Stable Code 3B

Stable Code 3B is a large language model developed by Stability-Ai, featuring 3 billion parameters. It operates under the Stability AI Non-Commercial Research Community License Agreement (STABILITY-AI-NCRCLA). The model specializes in code completion tasks and supports the Fill in Middle capability, making it a valuable tool for developers and researchers in the code generation domain.
Description of Stable Code 3B
A 2.7B parameter decoder-only language model pre-trained on 1.3 trillion tokens of diverse textual and code datasets. It supports 18 programming languages selected from the 2023 StackOverflow Developer Survey and achieves state-of-the-art performance on the MultiPL-E metrics across multiple languages using BigCode's Evaluation Harness. The model is designed for code-related tasks with a focus on multilingual and large-scale code understanding.
Parameters & Context Length of Stable Code 3B
Stable Code 3B is a 3b parameter model with a 16k context length, positioning it in the small to mid-scale category for parameters and long contexts. The 3b parameter size ensures fast and resource-efficient performance, ideal for tasks requiring moderate complexity without excessive computational demands. A 16k context length allows the model to handle extended sequences, making it suitable for complex code analysis and generation tasks that require understanding broader contextual information. This combination balances efficiency and capability, offering flexibility for developers and researchers.
- Parameter Size: 3b
- Context Length: 16k
Possible Intended Uses of Stable Code 3B
Stable Code 3B is a 3b parameter model with a 16k context length, designed for tasks requiring code-related expertise. Possible applications include application-specific fine-tuning, where the model could be adapted to specialized domains, though further testing would be needed to confirm effectiveness. Possible uses in code generation and code completion might support developers in writing or refining code, but these scenarios would require validation to ensure accuracy and relevance. The model’s architecture suggests it could handle complex coding tasks, but possible limitations in scalability or domain specificity remain to be explored. Possible integration into development workflows or educational tools could be investigated, though thorough evaluation would be essential.

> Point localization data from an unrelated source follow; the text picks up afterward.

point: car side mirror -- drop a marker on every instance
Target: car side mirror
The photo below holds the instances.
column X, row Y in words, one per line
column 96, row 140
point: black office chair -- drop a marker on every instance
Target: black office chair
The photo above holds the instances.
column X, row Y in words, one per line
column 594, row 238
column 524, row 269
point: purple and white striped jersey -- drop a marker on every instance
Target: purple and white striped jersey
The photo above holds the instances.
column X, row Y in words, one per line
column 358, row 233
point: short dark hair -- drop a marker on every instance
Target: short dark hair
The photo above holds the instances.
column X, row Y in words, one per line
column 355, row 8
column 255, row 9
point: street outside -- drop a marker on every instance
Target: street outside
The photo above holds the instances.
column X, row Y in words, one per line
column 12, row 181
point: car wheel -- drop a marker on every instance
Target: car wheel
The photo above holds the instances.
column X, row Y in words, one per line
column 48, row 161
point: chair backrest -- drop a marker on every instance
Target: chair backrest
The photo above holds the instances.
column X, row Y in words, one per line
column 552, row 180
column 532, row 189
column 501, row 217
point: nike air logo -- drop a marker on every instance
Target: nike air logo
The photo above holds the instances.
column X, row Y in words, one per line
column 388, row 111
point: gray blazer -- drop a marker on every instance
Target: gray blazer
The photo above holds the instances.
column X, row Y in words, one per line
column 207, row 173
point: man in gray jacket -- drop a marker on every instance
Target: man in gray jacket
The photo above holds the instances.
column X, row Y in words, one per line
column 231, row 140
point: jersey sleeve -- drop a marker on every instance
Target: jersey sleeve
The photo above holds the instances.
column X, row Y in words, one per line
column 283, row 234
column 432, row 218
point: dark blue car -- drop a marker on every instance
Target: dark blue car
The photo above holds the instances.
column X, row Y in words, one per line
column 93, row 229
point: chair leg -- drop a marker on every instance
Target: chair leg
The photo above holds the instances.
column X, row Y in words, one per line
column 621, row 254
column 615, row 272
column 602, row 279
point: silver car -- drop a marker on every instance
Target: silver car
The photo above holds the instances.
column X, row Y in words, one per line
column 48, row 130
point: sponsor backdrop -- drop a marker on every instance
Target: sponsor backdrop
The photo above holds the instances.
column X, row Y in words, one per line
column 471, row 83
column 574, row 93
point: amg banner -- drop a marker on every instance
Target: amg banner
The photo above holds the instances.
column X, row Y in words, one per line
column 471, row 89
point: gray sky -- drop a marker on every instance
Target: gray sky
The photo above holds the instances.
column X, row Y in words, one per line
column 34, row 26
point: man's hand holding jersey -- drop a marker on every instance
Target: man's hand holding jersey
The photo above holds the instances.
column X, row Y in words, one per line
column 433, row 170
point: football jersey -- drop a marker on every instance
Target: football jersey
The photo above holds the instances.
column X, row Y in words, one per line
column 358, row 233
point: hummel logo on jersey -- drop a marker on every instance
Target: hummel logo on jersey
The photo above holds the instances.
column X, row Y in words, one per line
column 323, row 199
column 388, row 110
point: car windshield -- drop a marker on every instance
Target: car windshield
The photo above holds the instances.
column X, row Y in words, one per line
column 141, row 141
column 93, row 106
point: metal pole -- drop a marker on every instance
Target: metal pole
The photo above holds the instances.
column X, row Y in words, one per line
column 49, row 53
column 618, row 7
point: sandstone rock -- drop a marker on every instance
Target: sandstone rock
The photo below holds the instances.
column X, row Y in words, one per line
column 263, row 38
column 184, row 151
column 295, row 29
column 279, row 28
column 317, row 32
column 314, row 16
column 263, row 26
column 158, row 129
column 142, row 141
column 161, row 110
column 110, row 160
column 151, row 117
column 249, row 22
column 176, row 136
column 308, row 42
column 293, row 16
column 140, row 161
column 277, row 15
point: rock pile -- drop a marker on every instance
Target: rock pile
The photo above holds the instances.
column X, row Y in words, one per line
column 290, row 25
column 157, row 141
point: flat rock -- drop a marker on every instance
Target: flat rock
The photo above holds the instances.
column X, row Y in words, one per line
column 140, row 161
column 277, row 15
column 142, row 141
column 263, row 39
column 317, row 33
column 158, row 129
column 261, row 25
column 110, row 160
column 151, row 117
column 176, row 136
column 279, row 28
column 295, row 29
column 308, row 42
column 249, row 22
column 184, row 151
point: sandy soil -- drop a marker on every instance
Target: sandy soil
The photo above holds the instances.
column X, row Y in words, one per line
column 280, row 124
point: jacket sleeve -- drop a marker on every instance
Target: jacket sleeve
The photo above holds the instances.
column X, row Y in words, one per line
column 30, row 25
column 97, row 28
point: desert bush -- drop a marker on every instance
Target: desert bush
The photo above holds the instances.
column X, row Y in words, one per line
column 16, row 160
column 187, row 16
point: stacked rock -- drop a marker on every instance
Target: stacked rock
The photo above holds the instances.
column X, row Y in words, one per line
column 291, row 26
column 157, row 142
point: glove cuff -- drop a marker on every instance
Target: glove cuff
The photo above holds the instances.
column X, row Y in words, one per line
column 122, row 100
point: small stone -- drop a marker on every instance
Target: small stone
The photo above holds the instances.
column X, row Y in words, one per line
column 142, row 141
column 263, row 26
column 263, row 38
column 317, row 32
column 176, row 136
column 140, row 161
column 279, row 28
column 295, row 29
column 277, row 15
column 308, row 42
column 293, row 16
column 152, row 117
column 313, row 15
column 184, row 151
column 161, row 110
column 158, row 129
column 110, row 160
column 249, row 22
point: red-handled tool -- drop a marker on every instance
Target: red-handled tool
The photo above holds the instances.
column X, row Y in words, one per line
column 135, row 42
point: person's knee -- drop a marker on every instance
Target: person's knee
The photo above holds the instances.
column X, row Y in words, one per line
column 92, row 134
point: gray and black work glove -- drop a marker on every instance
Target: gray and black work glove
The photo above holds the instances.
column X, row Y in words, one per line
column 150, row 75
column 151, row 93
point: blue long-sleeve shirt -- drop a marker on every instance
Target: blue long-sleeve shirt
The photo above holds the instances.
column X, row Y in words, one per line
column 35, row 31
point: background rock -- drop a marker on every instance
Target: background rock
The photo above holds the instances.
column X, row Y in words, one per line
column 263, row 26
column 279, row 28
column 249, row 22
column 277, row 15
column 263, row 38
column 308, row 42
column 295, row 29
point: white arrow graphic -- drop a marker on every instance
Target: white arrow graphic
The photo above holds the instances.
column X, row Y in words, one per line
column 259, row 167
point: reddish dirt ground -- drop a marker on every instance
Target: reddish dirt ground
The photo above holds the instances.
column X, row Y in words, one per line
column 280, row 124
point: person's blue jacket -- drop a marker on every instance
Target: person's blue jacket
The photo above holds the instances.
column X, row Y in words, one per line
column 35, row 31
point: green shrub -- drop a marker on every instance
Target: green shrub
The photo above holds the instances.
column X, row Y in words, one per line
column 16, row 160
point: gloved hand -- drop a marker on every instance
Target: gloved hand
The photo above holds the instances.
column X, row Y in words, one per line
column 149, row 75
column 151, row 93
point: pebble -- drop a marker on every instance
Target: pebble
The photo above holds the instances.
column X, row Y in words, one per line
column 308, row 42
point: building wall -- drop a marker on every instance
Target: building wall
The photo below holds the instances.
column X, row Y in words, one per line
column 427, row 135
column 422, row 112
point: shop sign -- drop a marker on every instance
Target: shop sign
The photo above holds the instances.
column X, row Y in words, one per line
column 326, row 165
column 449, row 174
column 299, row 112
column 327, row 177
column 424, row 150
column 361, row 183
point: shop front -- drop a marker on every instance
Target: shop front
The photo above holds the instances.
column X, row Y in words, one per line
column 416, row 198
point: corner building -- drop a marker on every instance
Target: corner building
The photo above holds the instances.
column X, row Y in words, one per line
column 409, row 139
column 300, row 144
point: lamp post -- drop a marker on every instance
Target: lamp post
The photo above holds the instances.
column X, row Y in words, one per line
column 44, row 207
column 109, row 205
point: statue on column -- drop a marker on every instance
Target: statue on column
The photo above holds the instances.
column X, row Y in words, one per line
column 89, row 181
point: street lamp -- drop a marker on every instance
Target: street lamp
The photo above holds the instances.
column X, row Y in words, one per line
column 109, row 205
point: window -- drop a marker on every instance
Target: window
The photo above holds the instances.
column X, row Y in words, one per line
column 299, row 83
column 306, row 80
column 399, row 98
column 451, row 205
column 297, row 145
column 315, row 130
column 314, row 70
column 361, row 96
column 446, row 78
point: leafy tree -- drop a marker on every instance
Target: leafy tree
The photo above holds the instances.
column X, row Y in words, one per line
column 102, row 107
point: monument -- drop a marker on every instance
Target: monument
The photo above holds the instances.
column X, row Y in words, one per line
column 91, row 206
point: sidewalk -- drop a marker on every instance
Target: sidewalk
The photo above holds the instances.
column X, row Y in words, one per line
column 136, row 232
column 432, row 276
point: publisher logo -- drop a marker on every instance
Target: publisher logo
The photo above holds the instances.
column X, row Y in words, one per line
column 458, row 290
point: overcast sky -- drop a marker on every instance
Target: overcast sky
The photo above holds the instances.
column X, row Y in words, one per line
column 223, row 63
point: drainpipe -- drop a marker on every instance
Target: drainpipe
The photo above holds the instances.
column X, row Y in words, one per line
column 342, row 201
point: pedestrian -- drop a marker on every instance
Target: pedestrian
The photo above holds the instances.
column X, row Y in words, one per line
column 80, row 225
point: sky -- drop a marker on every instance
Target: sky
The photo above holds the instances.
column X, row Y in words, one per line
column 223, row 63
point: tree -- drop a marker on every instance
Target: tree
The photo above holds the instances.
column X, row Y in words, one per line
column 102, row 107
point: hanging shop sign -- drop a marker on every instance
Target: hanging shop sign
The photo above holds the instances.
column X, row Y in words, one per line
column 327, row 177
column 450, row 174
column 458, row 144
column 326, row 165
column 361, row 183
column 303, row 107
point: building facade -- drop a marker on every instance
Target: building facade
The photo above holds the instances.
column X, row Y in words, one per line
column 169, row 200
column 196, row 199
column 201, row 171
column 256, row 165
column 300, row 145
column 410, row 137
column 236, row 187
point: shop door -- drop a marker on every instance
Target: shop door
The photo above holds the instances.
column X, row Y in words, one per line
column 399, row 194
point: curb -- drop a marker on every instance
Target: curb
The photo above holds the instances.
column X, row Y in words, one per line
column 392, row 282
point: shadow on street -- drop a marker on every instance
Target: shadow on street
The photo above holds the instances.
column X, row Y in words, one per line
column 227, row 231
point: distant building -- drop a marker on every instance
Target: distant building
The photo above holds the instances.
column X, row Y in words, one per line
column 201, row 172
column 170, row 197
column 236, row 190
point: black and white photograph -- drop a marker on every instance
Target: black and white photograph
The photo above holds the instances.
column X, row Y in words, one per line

- application-specific fine-tuning
- code generation
- code completion
Possible Applications of Stable Code 3B
Stable Code 3B is a 3b parameter model with a 16k context length, offering possible applications in areas like application-specific fine-tuning, where it could be adapted to niche coding tasks, though possible limitations in domain specificity would require further exploration. Possible uses in code generation and code completion might assist developers in automating repetitive coding tasks, but possible variations in accuracy or context handling would need validation. Possible integration into educational tools for teaching programming concepts could also be considered, though possible effectiveness in diverse learning environments remains to be tested. These possible applications highlight the model’s flexibility but underscore the need for rigorous evaluation before deployment.
- application-specific fine-tuning
- code generation
- code completion
Quantized Versions & Hardware Requirements of Stable Code 3B
Stable Code 3B in its q4 version offers a medium balance between precision and performance, requiring a GPU with at least 12GB VRAM and 32GB system RAM for efficient operation. This configuration ensures compatibility with many modern GPUs while maintaining reasonable computational accuracy. Possible variations in performance may depend on the specific workload and quantization settings.
- q2, q3, q32, q4, q5, q6, q8
Conclusion
Stable Code 3B is a 3b parameter model with a 16k context length, designed for code-related tasks and released under the Stability AI Non-Commercial Research Community License Agreement. It balances efficiency and performance, making it suitable for code generation, completion, and application-specific fine-tuning, though further evaluation is needed for specific use cases.